Attribution & Analytics
RudderStack
RudderStack is a warehouse-native customer data platform for collecting, governing, unifying, and activating customer data. Its event pipelines send data from websites, apps, servers, and business systems into cloud warehouses and downstream tools, while tracking plans, identity resolution, profiles, reverse ETL, transformation, and governance features keep definitions and access under data-team control. It suits organizations that treat their warehouse as the primary customer-data foundation and want engineering-oriented infrastructure rather than a marketing-owned black-box CDP.
What it does
RudderStack is a warehouse-native customer data platform: instead of storing your customer data in a vendor's proprietary cloud, it treats your own data warehouse as the system of record. Event SDKs and server-side libraries capture behavior from websites, apps, and backend services, then RudderStack routes those events into the warehouse and forward into marketing, analytics, and advertising destinations. Tracking plans enforce a consistent event schema, identity resolution stitches anonymous and known users, and reverse ETL pushes modeled warehouse tables back out to operational tools.
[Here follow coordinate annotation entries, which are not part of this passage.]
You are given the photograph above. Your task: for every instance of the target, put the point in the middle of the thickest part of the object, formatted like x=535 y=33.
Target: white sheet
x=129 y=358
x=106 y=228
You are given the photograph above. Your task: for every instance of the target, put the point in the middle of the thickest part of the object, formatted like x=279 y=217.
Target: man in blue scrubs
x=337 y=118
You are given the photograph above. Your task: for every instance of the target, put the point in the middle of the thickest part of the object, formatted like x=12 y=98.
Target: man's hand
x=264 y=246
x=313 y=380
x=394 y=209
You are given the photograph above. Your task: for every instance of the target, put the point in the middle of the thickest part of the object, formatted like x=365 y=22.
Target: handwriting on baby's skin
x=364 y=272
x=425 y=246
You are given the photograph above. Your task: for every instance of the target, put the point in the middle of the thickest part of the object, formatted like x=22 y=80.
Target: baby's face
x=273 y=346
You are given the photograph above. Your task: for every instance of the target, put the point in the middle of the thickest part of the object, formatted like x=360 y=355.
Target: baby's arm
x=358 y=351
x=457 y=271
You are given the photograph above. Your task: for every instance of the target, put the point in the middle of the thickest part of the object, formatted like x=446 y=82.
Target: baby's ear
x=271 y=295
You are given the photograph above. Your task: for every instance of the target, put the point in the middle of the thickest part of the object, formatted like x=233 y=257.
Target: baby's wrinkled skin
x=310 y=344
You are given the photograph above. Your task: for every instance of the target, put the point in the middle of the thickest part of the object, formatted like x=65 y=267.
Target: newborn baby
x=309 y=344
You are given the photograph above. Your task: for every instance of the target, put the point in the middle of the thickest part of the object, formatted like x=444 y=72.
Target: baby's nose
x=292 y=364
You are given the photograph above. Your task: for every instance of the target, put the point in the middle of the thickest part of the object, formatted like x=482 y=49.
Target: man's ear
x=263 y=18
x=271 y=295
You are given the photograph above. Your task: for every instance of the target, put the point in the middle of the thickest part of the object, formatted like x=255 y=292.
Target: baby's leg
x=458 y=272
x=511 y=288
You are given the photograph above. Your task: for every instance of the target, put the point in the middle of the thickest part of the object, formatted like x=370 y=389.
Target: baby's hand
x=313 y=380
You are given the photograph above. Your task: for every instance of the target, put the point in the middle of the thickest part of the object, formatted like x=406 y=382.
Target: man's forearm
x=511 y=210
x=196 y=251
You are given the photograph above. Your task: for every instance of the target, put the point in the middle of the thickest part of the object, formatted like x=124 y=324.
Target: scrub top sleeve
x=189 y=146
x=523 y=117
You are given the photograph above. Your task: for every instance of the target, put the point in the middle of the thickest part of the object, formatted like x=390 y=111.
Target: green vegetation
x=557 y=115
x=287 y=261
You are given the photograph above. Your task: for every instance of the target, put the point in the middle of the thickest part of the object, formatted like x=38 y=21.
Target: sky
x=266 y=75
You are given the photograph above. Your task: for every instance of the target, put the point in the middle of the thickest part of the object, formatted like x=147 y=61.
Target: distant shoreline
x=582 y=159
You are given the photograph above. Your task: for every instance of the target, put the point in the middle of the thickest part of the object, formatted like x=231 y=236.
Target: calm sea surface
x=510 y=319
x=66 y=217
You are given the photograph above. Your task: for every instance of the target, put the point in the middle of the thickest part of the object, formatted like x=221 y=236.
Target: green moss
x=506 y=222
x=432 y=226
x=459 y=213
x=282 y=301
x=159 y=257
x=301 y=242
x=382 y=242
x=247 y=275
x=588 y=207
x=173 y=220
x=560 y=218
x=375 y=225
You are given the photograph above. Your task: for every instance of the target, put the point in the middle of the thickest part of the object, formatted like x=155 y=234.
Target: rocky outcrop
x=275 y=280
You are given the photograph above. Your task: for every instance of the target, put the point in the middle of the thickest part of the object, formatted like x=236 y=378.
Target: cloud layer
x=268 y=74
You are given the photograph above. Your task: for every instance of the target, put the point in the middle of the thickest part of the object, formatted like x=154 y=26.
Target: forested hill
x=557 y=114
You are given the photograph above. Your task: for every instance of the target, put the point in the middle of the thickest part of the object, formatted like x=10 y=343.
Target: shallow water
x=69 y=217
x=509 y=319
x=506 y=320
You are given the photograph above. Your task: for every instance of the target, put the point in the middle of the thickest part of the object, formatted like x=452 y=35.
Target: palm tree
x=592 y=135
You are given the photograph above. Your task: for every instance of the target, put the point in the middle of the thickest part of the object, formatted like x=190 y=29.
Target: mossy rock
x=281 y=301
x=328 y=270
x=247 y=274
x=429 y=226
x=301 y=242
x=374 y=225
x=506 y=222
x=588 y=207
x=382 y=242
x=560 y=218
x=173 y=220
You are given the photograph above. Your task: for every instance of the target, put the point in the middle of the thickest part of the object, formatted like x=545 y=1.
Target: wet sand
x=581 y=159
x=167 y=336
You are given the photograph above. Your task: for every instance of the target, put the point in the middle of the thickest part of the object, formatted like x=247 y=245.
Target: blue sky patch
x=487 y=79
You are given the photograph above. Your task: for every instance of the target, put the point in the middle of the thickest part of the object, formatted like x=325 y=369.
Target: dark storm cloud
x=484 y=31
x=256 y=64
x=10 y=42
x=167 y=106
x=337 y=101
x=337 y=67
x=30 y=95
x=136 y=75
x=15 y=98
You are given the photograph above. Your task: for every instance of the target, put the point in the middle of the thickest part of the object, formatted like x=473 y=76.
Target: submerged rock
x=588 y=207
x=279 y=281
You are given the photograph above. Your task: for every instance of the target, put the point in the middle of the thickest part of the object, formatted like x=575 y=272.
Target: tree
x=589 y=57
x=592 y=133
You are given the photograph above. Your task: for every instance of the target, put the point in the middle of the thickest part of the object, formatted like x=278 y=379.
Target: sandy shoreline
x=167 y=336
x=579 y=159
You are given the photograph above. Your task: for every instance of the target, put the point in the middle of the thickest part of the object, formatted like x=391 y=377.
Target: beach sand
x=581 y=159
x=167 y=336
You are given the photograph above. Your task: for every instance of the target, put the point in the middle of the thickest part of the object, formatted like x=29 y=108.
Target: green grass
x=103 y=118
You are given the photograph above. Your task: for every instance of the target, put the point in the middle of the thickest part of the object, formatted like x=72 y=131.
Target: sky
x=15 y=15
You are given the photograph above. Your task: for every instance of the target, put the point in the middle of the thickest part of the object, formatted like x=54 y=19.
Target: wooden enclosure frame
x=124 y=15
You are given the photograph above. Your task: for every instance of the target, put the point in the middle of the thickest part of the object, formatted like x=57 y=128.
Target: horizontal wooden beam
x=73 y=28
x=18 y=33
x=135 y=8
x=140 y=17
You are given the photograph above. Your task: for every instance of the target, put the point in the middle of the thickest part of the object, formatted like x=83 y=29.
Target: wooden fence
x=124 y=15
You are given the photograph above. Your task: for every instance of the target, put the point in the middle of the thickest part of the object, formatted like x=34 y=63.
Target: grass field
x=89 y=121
Because definitions, transformations, and access stay under data-team control, it appeals to engineering-led organizations that want pipeline infrastructure rather than a marketing-owned black-box CDP that locks customer profiles inside a closed system.
Where it fits
RudderStack sits at the data-collection and routing layer of attribution, feeding clean, governed events into warehouses and downstream advertising and analytics tools.
Core features
- Event collection SDKs for web, mobile, and server-side sources
- Warehouse-native architecture with the data warehouse as system of record
- Tracking plans that enforce event schema and catch data-quality drift
- Identity resolution and profile building across anonymous and known users
- Reverse ETL to sync modeled warehouse tables back to operational tools
- Transformations and governance controls for data-team oversight
Best for
- Engineering-led teams that treat the warehouse as the customer-data foundation
- Companies needing governed, schema-enforced event pipelines at scale
- Data teams replacing a closed marketing CDP with owned infrastructure
Beginner notes
- Define a tracking plan before instrumenting events; retrofitting a consistent schema after data is flowing is far harder than agreeing on it up front.
- It is engineering-oriented — expect to own warehouse setup and transformations rather than configuring everything through a marketing UI.
- Use reverse ETL to activate warehouse audiences in ad platforms, but mind destination rate limits and PII-handling rules when syncing customer fields.